Recall furthermore that there is associated a root system $\Phi$ to the Lie algebra $L$, and let us imagine that we have picked a base $\Delta$ for $\Phi$. The order $|W|$ of the Weyl group $W$ is equal to the possible choices of (unordered) bases and equal to the possible choices of (fundamental) Weyl chambers.   
It is proven in chapters 20-21 of Ref. 2. that a finite-dimensional irrep has a unique highest weight vector (unique up to normalization) with some dominant integral weight $\lambda$. We will from now on denote such irrep $V(\lambda)$. (Ref. 2. also defines a notion of a highest weight irrep $V(\lambda)$ when $\lambda$ is integral but not dominant. Such irreps are necessarily infinite-dimensional, so we will ignore those.) It follows that

Two irreps $V(\lambda)$ and $V(\mu)$ are equivalent (i.e. isomorphic) iff their highest weights are equal $\lambda=\mu$.

As a consequence of Harish-Chandra's theorem, the set $Z$ of Casimirs takes the same value on two highest weight irreps $V(\lambda)$ and $V(\mu)$ iff $\lambda+\delta$ and 
$\mu+\delta$ belong to the same Weyl orbit,
$$ \sigma(\lambda+\delta)~=~\mu+\delta, \qquad \sigma \in W. $$
Here $\delta$ is half the sum of the positive roots. However if both integral weights $\lambda$ and $\mu$ are dominant, then $\lambda+\delta$ and $\mu+\delta$ must both belong to (the interior of) the fundamental Weyl chamber, so that the Weyl reflection $\sigma={\bf 1}$ must be the identity element. In conclusion, we get that

The set $Z$ of Casimirs takes the same value on two finite-dimensional irreps $V(\lambda)$ and $V(\mu)$ iff their highest weights are equal $\lambda=\mu$.

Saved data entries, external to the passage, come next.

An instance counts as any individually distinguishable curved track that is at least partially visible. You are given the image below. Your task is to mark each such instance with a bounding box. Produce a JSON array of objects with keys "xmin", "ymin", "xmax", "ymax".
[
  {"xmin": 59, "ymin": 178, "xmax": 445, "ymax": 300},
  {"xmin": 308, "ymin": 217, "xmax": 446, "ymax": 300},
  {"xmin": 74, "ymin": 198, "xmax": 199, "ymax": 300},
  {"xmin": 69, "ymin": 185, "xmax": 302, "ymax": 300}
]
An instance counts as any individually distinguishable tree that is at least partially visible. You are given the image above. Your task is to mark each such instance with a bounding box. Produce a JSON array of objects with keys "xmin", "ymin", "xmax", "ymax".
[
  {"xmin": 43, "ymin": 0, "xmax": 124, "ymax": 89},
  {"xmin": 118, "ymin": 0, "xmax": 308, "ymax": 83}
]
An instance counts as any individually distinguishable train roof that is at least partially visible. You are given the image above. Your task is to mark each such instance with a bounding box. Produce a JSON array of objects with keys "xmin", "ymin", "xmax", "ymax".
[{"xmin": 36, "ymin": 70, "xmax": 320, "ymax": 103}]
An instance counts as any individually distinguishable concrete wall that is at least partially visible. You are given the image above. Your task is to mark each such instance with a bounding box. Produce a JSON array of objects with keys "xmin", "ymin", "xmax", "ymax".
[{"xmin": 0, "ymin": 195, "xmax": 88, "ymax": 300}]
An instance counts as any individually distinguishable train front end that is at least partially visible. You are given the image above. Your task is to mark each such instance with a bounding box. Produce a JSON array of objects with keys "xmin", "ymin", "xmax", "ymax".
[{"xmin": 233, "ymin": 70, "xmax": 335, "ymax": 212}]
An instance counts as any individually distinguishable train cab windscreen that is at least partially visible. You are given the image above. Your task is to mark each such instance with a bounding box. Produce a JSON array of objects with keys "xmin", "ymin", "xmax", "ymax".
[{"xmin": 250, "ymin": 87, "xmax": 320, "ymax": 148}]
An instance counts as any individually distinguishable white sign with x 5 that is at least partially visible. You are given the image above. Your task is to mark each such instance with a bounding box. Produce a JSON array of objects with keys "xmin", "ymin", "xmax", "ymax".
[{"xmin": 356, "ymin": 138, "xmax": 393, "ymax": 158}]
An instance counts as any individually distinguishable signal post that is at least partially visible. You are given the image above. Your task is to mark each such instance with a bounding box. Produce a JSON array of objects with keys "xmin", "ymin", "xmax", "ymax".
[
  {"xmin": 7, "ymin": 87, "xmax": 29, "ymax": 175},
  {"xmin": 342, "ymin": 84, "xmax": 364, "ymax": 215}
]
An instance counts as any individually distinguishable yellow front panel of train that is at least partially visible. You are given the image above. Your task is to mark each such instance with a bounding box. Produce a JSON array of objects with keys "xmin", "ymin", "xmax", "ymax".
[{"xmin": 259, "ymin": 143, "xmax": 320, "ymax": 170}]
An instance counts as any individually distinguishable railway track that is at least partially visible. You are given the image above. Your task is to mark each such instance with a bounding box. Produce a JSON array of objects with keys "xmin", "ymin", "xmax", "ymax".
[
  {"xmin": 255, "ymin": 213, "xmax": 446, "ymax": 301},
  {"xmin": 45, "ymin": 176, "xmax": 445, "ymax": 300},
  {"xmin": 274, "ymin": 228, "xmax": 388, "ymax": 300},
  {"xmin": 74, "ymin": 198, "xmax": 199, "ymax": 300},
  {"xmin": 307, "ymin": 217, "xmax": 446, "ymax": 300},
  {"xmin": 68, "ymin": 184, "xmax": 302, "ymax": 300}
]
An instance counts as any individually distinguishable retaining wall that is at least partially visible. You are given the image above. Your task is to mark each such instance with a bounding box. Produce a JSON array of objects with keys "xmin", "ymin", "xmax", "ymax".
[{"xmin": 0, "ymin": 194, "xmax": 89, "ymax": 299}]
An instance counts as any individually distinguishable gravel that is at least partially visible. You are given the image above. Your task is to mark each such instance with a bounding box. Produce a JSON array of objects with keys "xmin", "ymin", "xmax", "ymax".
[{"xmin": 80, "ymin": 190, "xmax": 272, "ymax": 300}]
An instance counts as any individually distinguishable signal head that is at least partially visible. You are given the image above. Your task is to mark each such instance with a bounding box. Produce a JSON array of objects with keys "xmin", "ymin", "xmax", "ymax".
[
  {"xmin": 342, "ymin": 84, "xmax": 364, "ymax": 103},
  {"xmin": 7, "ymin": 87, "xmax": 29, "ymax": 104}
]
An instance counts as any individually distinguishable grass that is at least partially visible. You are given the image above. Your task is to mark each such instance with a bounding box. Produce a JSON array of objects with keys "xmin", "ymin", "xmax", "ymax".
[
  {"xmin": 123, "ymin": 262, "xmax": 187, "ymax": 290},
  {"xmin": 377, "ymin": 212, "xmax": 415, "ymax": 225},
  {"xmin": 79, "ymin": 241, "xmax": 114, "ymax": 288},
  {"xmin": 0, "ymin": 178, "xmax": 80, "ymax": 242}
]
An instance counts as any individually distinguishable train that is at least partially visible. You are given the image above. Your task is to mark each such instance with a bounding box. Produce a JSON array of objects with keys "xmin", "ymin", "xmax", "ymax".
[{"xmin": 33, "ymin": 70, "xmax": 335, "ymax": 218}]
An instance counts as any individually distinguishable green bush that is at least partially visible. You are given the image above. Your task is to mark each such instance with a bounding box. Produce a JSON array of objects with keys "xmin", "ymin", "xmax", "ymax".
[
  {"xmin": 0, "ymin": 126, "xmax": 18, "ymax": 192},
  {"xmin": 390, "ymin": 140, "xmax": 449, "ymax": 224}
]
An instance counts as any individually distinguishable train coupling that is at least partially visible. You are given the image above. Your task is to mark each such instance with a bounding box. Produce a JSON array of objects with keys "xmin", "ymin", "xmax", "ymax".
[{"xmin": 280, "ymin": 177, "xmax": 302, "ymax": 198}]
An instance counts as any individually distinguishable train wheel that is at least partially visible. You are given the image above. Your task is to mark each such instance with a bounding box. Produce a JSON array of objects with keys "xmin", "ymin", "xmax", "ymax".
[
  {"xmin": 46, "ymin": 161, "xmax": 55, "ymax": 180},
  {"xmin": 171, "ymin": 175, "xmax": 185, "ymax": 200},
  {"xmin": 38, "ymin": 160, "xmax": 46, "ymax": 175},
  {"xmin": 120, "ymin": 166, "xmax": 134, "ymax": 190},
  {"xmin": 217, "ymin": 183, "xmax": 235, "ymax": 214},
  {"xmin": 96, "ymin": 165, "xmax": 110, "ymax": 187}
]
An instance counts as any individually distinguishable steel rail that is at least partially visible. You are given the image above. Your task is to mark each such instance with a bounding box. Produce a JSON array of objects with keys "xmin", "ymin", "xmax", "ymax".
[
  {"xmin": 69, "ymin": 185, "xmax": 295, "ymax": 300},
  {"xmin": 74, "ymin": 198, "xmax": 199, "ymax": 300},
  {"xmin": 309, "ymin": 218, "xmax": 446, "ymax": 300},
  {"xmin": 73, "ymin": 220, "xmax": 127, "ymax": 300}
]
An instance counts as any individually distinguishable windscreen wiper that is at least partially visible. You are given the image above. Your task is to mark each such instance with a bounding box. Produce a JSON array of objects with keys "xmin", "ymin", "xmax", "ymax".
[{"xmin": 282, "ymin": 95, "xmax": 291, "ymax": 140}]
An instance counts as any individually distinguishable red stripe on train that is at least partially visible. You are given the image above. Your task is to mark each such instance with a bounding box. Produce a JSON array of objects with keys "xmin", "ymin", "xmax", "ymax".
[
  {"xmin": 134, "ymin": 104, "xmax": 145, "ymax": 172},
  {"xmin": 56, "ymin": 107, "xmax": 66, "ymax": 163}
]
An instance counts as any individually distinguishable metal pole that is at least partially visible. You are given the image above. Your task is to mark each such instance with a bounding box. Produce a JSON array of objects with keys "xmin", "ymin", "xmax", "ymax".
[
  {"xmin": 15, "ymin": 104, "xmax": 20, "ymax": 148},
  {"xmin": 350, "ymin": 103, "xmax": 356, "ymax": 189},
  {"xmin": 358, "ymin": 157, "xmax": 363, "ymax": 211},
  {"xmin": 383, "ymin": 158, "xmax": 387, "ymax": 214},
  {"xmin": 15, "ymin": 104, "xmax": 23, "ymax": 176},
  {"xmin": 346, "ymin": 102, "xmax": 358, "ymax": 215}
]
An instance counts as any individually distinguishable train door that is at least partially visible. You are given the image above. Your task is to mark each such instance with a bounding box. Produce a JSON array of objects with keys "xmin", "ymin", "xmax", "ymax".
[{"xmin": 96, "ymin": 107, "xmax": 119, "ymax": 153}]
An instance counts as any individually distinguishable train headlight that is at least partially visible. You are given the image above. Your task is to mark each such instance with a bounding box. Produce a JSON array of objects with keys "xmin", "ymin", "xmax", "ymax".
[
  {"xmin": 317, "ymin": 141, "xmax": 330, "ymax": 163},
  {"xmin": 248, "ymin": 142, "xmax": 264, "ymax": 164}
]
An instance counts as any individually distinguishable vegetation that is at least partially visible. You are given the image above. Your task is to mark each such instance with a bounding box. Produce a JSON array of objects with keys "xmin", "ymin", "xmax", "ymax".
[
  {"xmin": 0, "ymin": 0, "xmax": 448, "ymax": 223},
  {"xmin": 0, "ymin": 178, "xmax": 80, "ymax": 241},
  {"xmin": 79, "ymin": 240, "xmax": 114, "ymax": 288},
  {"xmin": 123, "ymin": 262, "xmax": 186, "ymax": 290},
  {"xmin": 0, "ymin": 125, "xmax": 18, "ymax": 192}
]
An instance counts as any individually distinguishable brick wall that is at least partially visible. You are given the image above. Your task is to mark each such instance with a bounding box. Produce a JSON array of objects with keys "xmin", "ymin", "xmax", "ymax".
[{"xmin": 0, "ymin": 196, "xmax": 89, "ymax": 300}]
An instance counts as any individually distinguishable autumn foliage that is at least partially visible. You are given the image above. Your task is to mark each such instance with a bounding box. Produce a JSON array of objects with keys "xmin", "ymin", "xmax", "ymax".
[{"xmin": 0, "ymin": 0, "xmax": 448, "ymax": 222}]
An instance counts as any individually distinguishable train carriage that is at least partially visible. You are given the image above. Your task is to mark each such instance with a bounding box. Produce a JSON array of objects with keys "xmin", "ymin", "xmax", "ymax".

Harish-Chandra's theorem is proven in chapter 23 of Ref. 2. See also this and this related Math.SE posts. 
Example: Consider the Lie algebra $L=sl(3,\mathbb{C})$. The Weyl group is $S_3$. The Lie algebra $L$ has two independent Casimir invariants $C_2$ and $C_3$,
$$C_n ~:=~  {\rm str}({\rm ad} t_{a_1}\circ\ldots\circ{\rm ad} t_{a_n}) t^{a_1} \otimes\ldots\otimes t^{a_n}, \qquad n~\in~ \{2,3\}.$$
Consider the 3-dimensional fundamental representation $F$ and the dual/contragredient representation $\bar{F}$ of $L$, which are non-equivalent irreps. They have highest weights $\lambda=(1,0)$ and $\mu=(0,1)$, respectively. In detail, if $t_a$, $a=1, \ldots, 8$ are generators for $L=sl(3,\mathbb{C})$, then (hattip: Peter Kravchuk) 
$$\bar{F}(t_a)~=~ -F(t_a)^t,$$ 
so that the Casimirs $C_2$ (and $C_3$) take the same (opposite) value on $F$ and $\bar{F}$
$$ {\rm tr}_{\bar{F}}\bar{F}(C_n)~=~(-1)^n{\rm tr}_{F}F(C_n), \qquad n~\in~ \{2,3\}. $$
One may prove that the values are non-zero, so that the Casimirs $C_2$ and $C_3$ distinguish between the two non-equivalent irreps $F$ and $\bar{F}$, as they should. 
References:


*

*A. O. Barut and R. Raczka, Theory of group representations and applications, 2nd ed., 1980. 

*J.E. Humphreys, Introduction to Lie Algebras and Representation Theory, (1980).